Safe Penetration Testing Labs · intermediate · ~15 min

Detecting port scans — flags and fan-out

Recognise scan flag signatures and count per-source port fan-out.

Overview

Two angles: classify TCP flag signatures (SYN/NULL/FIN/XMAS) and count distinct-port fan-out per source IP.

Why it matters

Combining packet-level and behavioural signals is how real scan detectors avoid both false negatives and false positives.

Lesson

Why this matters

Port scans leave two kinds of evidence: packet-level (unusual TCP flag combinations) and behavioural (one source touching many ports fast). A detector reads both.

Flag signatures (TCP flags byte, low 6 bits)

Scan Flags Hex
SYN SYN 0x02
NULL (none) 0x00
FIN FIN 0x01
XMAS FIN+PSH+URG 0x29

Normal traffic always has ACK set (e.g. a SYN-ACK is 0x12), so it never matches a scan signature.

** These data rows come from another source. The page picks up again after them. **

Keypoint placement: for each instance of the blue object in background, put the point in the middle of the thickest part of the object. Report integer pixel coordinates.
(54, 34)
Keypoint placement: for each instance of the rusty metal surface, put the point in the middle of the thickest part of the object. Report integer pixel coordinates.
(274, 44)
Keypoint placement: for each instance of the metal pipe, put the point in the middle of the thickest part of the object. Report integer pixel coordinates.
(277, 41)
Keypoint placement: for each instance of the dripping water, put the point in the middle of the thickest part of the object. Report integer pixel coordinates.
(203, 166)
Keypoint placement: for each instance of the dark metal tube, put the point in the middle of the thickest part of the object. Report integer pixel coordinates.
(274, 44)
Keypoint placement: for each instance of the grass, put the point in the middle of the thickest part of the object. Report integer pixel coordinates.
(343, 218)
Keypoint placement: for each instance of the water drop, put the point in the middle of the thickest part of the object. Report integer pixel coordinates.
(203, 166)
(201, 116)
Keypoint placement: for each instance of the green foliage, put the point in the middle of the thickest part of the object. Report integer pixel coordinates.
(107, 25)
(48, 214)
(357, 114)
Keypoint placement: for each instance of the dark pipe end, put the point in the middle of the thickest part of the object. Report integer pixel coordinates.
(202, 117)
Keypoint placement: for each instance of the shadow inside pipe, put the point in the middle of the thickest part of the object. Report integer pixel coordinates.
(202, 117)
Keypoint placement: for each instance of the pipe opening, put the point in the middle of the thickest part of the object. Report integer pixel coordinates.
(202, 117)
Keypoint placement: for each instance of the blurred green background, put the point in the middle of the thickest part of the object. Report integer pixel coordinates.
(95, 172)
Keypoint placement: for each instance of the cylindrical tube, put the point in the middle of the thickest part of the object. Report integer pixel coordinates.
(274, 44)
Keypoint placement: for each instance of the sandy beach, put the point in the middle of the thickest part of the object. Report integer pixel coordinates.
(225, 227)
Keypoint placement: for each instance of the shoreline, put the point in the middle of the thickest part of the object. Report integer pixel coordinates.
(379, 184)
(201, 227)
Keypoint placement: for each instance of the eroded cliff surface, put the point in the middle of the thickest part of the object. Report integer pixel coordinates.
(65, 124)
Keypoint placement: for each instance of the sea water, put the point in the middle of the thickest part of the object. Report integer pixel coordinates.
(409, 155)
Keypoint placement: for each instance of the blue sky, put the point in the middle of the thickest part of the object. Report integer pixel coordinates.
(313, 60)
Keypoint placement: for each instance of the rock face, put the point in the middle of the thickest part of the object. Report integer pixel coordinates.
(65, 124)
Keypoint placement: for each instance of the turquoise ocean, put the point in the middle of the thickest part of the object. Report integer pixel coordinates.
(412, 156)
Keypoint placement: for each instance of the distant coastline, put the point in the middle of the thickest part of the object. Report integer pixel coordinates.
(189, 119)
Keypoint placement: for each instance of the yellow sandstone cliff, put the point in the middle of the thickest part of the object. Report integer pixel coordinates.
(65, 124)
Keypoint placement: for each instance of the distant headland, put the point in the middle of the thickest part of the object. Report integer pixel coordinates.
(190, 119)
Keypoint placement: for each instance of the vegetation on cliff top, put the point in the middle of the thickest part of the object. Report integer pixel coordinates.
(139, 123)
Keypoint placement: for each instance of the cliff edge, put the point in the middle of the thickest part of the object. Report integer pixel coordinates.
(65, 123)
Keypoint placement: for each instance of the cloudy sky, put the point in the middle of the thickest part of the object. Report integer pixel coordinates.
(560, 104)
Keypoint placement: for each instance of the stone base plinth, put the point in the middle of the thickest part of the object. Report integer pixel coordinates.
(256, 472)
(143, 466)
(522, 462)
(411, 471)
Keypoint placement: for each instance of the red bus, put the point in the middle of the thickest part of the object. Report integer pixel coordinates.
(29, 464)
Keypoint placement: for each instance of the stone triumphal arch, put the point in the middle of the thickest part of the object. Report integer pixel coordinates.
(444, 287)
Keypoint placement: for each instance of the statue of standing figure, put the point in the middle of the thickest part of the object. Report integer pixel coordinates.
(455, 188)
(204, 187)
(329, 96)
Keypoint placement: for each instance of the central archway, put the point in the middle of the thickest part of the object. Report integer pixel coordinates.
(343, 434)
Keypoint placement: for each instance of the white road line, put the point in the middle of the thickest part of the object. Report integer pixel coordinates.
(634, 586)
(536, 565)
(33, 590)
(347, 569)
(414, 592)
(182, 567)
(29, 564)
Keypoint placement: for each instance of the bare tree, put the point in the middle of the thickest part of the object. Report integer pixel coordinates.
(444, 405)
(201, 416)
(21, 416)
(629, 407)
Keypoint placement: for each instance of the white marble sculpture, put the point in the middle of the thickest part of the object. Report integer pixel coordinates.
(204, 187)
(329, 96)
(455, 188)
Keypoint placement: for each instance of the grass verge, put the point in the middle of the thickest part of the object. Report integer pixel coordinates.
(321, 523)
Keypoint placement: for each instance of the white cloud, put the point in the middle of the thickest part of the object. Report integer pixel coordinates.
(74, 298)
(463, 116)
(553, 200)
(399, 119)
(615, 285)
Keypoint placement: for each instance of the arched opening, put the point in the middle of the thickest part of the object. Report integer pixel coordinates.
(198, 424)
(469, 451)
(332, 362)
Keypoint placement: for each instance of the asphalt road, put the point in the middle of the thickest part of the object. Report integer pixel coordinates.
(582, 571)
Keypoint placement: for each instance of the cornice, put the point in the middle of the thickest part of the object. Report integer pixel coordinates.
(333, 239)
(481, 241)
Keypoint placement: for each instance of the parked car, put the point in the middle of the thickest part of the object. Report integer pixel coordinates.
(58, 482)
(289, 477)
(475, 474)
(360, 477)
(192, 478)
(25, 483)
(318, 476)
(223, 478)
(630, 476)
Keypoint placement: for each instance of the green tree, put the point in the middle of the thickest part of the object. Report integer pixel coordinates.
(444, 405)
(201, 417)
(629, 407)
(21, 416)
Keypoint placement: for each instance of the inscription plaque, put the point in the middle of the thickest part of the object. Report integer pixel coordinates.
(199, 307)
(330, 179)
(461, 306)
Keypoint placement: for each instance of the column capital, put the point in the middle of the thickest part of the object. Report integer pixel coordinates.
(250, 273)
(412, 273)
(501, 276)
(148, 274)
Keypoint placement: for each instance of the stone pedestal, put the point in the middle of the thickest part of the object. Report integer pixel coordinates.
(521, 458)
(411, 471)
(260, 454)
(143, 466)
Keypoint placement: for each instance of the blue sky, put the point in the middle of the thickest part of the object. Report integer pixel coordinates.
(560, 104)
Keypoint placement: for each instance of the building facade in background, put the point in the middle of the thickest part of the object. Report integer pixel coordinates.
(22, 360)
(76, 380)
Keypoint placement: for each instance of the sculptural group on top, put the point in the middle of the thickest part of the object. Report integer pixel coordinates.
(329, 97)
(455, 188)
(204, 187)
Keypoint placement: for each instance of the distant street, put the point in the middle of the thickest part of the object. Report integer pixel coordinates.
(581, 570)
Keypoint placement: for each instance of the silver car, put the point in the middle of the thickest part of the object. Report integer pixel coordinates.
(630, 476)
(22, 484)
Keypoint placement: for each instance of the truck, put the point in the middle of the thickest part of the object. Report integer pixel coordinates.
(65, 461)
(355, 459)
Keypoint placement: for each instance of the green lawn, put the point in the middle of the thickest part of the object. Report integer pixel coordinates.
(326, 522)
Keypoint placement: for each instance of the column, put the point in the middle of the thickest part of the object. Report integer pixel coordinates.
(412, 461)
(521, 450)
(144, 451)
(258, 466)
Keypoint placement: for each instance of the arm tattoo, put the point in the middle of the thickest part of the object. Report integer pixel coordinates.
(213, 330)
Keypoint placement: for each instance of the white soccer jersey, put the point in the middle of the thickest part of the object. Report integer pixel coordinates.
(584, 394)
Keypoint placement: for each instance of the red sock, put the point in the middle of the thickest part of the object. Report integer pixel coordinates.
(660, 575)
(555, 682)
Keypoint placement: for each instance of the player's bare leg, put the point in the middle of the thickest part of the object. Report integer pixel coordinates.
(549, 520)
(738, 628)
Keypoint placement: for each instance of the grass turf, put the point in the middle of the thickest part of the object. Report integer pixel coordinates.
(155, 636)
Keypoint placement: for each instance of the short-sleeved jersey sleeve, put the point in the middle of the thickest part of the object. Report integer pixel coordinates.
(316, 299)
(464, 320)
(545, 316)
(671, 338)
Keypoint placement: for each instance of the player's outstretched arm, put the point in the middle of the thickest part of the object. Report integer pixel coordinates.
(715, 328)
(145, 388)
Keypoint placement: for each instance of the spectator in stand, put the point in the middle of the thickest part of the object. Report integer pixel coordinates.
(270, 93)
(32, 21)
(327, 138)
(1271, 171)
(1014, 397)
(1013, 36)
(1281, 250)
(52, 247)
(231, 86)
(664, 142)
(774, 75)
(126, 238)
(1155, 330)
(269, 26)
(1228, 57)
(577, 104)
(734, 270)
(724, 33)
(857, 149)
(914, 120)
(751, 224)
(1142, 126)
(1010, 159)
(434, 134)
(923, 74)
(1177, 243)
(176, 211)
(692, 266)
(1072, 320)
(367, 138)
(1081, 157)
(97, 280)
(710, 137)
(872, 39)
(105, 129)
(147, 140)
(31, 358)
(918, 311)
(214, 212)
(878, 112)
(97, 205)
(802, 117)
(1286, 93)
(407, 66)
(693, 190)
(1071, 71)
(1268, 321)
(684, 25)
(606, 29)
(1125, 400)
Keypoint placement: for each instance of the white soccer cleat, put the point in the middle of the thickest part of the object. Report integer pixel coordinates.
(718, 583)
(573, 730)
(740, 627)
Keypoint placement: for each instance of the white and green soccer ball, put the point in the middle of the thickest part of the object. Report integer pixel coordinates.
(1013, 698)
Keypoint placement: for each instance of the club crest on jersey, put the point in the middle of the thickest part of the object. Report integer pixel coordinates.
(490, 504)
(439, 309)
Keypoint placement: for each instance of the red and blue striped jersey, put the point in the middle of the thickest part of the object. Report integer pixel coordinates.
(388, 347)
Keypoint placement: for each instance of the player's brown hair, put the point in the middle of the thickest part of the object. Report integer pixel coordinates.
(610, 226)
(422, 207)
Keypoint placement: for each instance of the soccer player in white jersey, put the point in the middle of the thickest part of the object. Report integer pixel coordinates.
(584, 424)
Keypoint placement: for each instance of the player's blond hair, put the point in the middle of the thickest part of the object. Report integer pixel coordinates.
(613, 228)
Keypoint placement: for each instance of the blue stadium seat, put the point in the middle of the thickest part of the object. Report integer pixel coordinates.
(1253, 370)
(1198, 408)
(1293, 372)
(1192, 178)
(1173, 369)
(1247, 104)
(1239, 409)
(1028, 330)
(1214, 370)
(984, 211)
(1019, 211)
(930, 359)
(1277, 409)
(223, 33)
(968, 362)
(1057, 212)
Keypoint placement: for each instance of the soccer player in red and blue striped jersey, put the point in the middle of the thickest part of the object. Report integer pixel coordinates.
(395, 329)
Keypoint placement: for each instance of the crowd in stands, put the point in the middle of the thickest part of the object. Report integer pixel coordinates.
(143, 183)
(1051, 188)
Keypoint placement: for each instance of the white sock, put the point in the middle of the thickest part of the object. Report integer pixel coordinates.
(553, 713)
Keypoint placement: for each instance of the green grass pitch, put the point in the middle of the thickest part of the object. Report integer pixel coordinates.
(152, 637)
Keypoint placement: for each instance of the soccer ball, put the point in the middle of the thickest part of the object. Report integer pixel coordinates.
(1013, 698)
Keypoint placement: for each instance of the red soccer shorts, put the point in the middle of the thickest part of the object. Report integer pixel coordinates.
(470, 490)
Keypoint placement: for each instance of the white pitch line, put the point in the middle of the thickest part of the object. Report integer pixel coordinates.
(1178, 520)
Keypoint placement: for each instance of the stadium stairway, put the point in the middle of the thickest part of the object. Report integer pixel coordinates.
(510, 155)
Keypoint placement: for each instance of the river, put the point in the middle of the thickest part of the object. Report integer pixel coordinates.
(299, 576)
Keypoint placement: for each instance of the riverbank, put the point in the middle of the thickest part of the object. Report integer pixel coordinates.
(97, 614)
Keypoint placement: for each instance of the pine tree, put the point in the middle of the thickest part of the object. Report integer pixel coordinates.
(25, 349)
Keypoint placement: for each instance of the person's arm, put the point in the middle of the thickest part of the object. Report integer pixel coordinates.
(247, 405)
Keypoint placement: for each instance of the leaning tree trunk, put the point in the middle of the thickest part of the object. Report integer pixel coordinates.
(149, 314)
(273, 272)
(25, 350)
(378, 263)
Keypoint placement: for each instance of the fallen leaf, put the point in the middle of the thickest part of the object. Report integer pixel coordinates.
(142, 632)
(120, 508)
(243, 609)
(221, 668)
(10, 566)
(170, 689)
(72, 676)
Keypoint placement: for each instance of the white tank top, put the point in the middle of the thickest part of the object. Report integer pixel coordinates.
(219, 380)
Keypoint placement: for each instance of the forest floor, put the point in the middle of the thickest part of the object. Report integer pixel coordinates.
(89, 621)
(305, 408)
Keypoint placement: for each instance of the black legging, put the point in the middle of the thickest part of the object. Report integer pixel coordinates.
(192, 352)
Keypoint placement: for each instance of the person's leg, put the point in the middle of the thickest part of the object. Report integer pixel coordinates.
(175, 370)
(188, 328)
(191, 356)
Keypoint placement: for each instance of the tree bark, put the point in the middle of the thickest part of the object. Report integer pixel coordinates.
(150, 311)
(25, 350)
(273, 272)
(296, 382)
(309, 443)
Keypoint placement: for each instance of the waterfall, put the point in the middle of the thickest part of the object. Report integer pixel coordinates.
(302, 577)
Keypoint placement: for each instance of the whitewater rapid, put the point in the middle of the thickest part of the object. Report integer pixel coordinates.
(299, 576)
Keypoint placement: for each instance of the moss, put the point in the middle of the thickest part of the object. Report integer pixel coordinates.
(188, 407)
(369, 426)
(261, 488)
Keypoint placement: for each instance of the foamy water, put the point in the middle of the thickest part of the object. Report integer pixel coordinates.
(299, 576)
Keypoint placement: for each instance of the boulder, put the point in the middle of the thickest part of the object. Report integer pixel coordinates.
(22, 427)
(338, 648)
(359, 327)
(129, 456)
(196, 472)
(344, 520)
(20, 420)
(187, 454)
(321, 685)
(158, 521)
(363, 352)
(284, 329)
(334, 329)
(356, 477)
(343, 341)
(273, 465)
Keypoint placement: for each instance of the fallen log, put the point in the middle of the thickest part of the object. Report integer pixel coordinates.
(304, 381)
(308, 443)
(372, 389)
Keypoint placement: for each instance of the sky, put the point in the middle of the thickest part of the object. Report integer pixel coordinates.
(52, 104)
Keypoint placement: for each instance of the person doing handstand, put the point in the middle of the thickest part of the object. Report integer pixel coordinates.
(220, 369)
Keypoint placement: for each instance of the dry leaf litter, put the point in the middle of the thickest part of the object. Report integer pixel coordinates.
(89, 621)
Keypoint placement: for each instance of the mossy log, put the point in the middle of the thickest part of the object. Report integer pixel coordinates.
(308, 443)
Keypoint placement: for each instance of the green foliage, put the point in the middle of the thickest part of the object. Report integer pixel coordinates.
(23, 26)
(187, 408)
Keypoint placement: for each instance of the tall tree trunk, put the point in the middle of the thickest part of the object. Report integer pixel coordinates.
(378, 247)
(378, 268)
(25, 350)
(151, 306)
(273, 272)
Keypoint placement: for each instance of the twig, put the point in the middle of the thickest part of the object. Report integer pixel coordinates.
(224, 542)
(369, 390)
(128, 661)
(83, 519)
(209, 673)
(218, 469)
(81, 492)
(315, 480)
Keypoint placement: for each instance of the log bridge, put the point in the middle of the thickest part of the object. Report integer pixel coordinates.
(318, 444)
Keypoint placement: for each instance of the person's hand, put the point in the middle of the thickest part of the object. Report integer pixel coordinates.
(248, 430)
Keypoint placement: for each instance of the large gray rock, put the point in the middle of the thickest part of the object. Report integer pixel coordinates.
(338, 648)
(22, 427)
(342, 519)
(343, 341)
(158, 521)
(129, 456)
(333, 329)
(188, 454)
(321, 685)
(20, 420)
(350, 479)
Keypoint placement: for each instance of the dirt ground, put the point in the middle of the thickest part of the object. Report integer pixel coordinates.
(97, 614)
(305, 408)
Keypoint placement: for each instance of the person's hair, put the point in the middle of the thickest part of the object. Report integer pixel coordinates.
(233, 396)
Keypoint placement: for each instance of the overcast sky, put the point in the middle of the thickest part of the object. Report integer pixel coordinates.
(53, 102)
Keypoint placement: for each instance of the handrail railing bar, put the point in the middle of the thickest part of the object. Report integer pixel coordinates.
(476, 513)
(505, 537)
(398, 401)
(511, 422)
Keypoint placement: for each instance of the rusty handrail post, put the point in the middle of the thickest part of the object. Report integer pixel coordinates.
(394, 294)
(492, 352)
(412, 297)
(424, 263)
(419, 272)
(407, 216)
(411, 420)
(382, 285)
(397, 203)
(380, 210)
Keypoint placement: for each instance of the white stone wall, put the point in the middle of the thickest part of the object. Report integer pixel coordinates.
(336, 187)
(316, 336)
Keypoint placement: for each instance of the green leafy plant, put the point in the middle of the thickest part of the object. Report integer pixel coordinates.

Behavioural signature: fan-out

Tally distinct destination ports per source IP. A source over a threshold (say, >10 ports in a short window) is almost certainly scanning. Repeated hits to the same port don't count — it's the spread that matters.

Your job (two exercises)

  • tcp_scan_type(...) — classify a single header's flag byte.
  • count_scanners(...) — count source IPs whose distinct-port fan-out exceeds a threshold, from a static connection log.

What this is NOT

  • A live scanner or sniffer — all inputs are static fixtures.

Summary

Mask the flags byte to spot scan types; tally distinct ports per IP to spot fan-out.